• Company weighs sale of output from mines in Finland, Zambia
  • Streaming deal would be separate from potential Kevitsa sale

First Quantum Minerals Ltd. is considering the sale of future precious metals output from some of its mines as the Canadian company looks for ways to cut debt, people with knowledge of the matter said.

First Quantum is working with Standard Chartered Plc to study options for so-called precious metals streaming transactions for mines including the Kevitsa nickel mine in Finland and the Kansanshi copper asset in Zambia, the people said, asking not to be identified as the negotiations are private. The Vancouver-based company may sell output from individual mines, pool production from several assets or choose not to conduct a streaming transaction if it receives a good price on other asset sales, the people said.
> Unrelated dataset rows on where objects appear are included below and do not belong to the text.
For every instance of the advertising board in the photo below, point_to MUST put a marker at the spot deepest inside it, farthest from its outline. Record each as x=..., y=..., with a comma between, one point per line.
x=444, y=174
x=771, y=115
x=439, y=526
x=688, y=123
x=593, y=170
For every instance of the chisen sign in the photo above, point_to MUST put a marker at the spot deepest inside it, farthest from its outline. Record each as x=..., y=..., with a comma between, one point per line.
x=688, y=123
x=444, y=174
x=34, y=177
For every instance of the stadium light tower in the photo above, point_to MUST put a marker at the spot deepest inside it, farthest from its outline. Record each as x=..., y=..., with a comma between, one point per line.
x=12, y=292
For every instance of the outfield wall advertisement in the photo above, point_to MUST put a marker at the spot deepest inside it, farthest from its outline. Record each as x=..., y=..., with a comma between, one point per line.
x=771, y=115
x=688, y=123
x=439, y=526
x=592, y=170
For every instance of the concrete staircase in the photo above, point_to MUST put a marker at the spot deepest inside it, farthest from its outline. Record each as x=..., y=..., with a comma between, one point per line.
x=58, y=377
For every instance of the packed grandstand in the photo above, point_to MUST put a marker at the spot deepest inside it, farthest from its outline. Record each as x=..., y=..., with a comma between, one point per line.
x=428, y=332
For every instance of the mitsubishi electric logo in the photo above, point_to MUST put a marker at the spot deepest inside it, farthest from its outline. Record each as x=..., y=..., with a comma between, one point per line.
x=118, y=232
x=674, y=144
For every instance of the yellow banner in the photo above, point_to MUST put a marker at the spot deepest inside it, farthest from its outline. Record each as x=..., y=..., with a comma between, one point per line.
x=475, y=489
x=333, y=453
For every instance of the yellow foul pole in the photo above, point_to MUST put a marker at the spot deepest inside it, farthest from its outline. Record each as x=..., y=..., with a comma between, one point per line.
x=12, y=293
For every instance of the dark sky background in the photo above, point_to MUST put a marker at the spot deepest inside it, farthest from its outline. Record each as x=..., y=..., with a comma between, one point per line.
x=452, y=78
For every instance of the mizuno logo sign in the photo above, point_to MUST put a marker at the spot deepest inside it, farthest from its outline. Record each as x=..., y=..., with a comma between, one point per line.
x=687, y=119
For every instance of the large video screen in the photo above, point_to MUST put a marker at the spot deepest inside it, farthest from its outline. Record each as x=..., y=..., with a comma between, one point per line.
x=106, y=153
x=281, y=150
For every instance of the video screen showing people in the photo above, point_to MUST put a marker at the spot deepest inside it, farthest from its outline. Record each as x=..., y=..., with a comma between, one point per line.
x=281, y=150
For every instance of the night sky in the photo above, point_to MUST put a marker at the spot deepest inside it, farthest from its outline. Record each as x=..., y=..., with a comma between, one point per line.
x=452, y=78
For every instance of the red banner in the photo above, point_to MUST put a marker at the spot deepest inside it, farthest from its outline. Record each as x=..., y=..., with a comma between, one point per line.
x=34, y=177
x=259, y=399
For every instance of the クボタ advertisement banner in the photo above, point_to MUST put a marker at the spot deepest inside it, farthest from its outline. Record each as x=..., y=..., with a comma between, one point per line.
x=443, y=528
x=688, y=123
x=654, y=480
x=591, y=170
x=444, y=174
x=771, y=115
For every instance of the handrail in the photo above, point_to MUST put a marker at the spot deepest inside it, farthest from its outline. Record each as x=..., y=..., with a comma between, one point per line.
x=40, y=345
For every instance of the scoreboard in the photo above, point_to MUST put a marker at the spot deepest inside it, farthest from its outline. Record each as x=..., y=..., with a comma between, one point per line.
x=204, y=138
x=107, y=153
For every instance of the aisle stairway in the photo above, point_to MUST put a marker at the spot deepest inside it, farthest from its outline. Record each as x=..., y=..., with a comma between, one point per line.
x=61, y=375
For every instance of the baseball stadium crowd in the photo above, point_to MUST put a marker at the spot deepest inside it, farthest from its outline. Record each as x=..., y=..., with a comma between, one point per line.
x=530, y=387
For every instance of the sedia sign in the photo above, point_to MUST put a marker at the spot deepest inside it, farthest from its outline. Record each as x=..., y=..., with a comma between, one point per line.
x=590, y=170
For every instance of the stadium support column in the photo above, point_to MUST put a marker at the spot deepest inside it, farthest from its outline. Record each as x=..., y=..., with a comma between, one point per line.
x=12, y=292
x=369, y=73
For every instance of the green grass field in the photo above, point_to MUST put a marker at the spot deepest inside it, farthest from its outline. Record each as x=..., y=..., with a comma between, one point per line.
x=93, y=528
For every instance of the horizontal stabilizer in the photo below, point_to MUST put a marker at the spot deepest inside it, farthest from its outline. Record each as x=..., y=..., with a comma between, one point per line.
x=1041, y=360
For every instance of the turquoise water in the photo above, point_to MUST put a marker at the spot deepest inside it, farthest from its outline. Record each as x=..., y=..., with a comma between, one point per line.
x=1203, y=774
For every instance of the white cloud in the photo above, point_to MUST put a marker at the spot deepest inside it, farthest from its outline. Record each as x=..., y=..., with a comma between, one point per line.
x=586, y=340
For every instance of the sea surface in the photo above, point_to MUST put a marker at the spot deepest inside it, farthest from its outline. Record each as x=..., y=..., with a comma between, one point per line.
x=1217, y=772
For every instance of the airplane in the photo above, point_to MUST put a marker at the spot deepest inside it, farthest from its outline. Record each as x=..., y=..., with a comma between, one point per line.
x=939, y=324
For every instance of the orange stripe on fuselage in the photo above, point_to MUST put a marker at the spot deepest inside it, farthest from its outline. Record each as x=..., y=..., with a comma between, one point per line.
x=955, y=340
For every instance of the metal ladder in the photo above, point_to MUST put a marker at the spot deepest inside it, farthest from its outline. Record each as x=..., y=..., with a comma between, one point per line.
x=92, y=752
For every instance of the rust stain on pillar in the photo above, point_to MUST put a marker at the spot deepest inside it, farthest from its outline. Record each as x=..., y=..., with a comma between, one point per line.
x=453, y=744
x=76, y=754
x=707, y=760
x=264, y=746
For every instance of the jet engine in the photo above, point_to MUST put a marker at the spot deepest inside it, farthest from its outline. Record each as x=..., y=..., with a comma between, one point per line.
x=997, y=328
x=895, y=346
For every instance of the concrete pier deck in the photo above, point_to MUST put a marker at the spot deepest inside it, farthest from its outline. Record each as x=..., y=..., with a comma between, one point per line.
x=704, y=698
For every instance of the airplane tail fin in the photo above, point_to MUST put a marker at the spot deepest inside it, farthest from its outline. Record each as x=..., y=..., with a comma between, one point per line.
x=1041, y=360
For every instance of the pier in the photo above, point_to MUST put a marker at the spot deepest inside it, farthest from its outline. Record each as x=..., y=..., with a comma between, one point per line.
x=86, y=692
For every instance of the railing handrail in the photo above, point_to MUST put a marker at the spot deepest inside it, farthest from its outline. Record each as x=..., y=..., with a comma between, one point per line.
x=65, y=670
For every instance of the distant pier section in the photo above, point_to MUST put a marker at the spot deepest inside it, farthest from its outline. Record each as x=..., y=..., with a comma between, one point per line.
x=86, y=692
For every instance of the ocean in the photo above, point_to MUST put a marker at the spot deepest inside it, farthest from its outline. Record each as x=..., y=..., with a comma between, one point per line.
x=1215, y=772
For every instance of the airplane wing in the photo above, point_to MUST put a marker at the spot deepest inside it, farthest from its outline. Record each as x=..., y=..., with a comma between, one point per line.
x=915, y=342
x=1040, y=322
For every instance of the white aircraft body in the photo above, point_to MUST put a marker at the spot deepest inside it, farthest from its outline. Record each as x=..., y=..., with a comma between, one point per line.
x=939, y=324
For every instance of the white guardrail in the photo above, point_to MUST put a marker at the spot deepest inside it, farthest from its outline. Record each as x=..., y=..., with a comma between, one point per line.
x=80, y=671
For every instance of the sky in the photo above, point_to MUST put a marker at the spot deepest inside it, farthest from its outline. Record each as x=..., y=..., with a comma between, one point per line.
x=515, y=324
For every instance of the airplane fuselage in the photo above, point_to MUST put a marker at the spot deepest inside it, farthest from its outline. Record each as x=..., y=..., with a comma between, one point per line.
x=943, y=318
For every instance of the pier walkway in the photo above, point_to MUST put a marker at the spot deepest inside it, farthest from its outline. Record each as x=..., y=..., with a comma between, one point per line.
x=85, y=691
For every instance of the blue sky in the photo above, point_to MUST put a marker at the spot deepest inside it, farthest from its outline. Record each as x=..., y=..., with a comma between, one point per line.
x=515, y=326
Shares in the company rose more than 10 percent in Toronto as of 9:33 a.m.

Mining companies including Glencore Plc and Teck Resources Ltd. are turning to precious metals streaming transactions to raise cash, locking in future sales of byproducts like gold, silver and platinum while keeping control of their mines. Glencore in November sold a share of its future silver output at the Antamina mine in Peru in a deal with Silver Wheaton Corp. that included a $900 million upfront payment. 

A month earlier, Vancouver-based Teck sold its share of silver at Antamina to Franco-Nevada Corp. in a similar deal. Silver Wheaton is pursuing $5 billion of streaming deals, Chief Executive Officer Randy Smallwood said in September.

Sharon Loung, a spokeswoman for First Quantum in Toronto, declined to comment. Joyce Li, a Hong Kong-based spokeswoman for Standard Chartered, said she couldn’t immediately comment.

Cutting Costs

Kevitsa is an open-pit mine that produced 8,963 metric tons of nickel in 2013, as well as 14,775 tons of copper, 30,403 ounces of platinum and 11,723 ounces of gold, according to its website. First Quantum owns 80 percent of Kansanshi, Africa’s largest copper mine, which produced 270,724 tons of the metal and 167,395 ounces of gold that year.

First Quantum is among mining companies that are slashing costs and selling assets as a slowdown in China, the biggest metals consumer, drags down commodity prices around the world. The Bloomberg Commodity Index hit a record low on Tuesday and copper was its cheapest since 2009. 

The Canadian company said in October it plans to reduce debt by $1 billion through measures such as asset sales, job cuts and reductions in capital spending. The company’s shares have dropped 32 percent this year in Toronto trading this year.

First Quantum has also been fielding offers for the Kevitsa mine, which may fetch at least $1 billion, people familiar with the matter said last month. Miners including Boliden AB and Lundin Mining Corp. are considering final bids for the asset, which is one of the largest nickel reserves in Finland, the people said at the time.